編集日誌 No.60より

宮沢賢治の「ペンネンネンネンネン・ネネムの伝記」を原作とする演劇「ネネム----おかしなおかしなオバケのはなし」を世田谷パブリック・シアターで観た。
佐藤信さんと藤原正教さんとによる脚本は、舞台で上演しやすくするインターフェイスの部分を書き加えた構造になっている。原作では、ばけものの世界裁判長に出世して、調子に乗りすぎたペンネンネンネンネン・ネネムが、サンムトリの火山が爆発した時に、人間の世界の側に墜落して、ネパールからチベットに入る峠のあたりに姿を現してしまう。

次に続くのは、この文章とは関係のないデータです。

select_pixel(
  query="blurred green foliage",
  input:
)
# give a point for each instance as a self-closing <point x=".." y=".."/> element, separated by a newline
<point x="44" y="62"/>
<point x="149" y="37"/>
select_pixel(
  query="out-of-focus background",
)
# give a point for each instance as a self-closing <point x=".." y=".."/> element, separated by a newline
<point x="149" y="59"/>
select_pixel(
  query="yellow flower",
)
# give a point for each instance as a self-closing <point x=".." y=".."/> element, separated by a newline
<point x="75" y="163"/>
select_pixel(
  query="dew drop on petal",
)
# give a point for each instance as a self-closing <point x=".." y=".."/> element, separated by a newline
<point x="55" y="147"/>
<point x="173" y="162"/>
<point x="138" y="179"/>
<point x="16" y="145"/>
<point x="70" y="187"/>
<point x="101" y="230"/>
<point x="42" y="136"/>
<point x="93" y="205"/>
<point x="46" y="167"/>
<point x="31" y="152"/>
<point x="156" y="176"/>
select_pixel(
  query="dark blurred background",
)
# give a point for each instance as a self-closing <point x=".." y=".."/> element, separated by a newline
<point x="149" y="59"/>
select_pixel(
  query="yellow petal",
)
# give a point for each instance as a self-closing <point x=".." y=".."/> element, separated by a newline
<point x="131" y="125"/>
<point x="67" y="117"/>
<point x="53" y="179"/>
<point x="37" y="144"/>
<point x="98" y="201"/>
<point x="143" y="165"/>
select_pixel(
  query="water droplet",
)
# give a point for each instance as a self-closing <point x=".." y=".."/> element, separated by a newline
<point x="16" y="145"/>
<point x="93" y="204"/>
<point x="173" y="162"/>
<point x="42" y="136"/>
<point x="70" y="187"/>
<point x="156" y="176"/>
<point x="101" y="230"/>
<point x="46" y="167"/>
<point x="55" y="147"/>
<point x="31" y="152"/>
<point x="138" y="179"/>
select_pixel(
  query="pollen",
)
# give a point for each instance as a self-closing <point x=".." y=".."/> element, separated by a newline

今回の脚本では、チベットに墜落したネネムが記憶を喪失して自分が誰だかかわらなくなってしまうが、この青年を介抱する娘が、隣で眠る人が見ている夢を一緒に見る能力をもち、その夢をもとにネネムの生涯を演じ、ネネムもだんだん記憶をとりもどしていくという展開になっている。この記憶を喪失した青年とチベットの神秘的な娘の部分が、脚本で書き加えられているインターフェイスの部分だ。こうした構造の脚本にすることで、劇として無理なく上演できる作品になったといる。
この話はたくさんのおばけたちが登場するので、このおばけたちの有り様の工夫次第で、どんな舞台にもなる。佐藤信さんたちは、フゥフィーボー博士やザシキワラシやアフリカのおばけなどを結城孫三郎さんたちが操る、あやつり人形として登場させるという工夫をして、奇抜で、愉快な舞台をつくりだした。

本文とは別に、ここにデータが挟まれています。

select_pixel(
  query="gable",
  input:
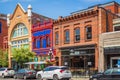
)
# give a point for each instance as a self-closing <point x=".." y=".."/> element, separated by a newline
<point x="19" y="11"/>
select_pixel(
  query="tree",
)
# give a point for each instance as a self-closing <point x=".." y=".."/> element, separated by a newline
<point x="3" y="58"/>
<point x="22" y="55"/>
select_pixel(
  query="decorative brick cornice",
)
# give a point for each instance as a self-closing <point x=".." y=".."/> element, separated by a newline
<point x="75" y="16"/>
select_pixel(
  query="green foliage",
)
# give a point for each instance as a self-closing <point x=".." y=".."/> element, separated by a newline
<point x="3" y="58"/>
<point x="22" y="55"/>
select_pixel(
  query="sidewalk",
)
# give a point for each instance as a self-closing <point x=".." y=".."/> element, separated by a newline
<point x="79" y="78"/>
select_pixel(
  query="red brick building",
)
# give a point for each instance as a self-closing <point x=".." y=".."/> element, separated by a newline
<point x="76" y="37"/>
<point x="3" y="31"/>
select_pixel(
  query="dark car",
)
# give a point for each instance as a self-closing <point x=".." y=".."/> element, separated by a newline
<point x="25" y="73"/>
<point x="109" y="74"/>
<point x="6" y="72"/>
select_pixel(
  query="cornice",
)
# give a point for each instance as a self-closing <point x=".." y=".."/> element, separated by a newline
<point x="75" y="16"/>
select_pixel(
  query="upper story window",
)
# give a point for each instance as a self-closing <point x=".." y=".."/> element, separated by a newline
<point x="77" y="34"/>
<point x="19" y="30"/>
<point x="56" y="38"/>
<point x="48" y="41"/>
<point x="88" y="32"/>
<point x="0" y="27"/>
<point x="67" y="36"/>
<point x="117" y="28"/>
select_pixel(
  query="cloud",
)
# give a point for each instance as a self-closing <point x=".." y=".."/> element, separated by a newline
<point x="4" y="1"/>
<point x="27" y="0"/>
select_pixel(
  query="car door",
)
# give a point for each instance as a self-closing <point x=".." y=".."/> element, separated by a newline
<point x="107" y="75"/>
<point x="45" y="73"/>
<point x="116" y="74"/>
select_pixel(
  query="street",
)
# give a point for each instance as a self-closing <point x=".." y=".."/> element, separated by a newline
<point x="75" y="78"/>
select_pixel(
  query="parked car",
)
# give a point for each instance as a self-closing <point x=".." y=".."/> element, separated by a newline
<point x="55" y="73"/>
<point x="25" y="73"/>
<point x="6" y="72"/>
<point x="109" y="74"/>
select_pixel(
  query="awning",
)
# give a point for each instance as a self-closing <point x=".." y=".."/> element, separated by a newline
<point x="41" y="62"/>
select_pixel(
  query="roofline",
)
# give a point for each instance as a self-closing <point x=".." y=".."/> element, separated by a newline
<point x="99" y="5"/>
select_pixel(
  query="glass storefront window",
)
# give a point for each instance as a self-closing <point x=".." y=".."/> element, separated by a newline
<point x="19" y="30"/>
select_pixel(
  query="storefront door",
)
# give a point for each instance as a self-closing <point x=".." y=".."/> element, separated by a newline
<point x="115" y="62"/>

この芝居を見てから、「ペンネンネンネンネン・ネネムの伝記」とこれをもとに書き換えられた「グスコーブドリの伝記」というふたつの著しく違ったトーンの作品の不思議な関係について、おのずから想いをめぐらすことになった。ちょっと深刻に考えすぎるタイプのブドリの話がA面だとすると、調子者でおだてに乗って羽目をはずしやすいネネムの話がB面になっている訳で、この両方とも賢治の分身なのだと言える。そして、グスコーブドリの話とネネムの話をあわせて読めば、この両面が補い合って、うまくバランスがとれる。

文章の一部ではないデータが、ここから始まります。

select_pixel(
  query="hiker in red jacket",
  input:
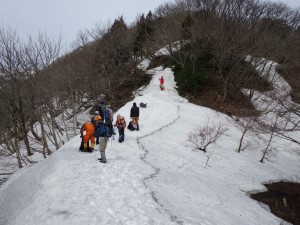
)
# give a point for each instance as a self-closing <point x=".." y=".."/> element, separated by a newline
<point x="162" y="82"/>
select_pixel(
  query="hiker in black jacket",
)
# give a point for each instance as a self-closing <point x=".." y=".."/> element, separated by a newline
<point x="134" y="114"/>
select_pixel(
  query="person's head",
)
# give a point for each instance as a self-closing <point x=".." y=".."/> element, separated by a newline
<point x="97" y="118"/>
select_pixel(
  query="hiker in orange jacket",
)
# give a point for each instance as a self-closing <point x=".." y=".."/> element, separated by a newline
<point x="89" y="129"/>
<point x="121" y="124"/>
<point x="161" y="83"/>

そして、A面の話とB面の話が同時に進行している様子を想像してみるのも、面白い。ブドリは、冷害から人々を救うために、カルボナード火山島を爆発させて自ら犠牲になるが、その時、ばけものの世界ではサンムトリの火山が爆発して、いい気になりすぎていたネネムが人間の世界に墜落する。
つまり、火山の爆発の所で、天上に行くブドリとばけものの世界から転落するネネムが入れ違うことになる。
賢治さんは、こういう意味深長な謎を残してくれている。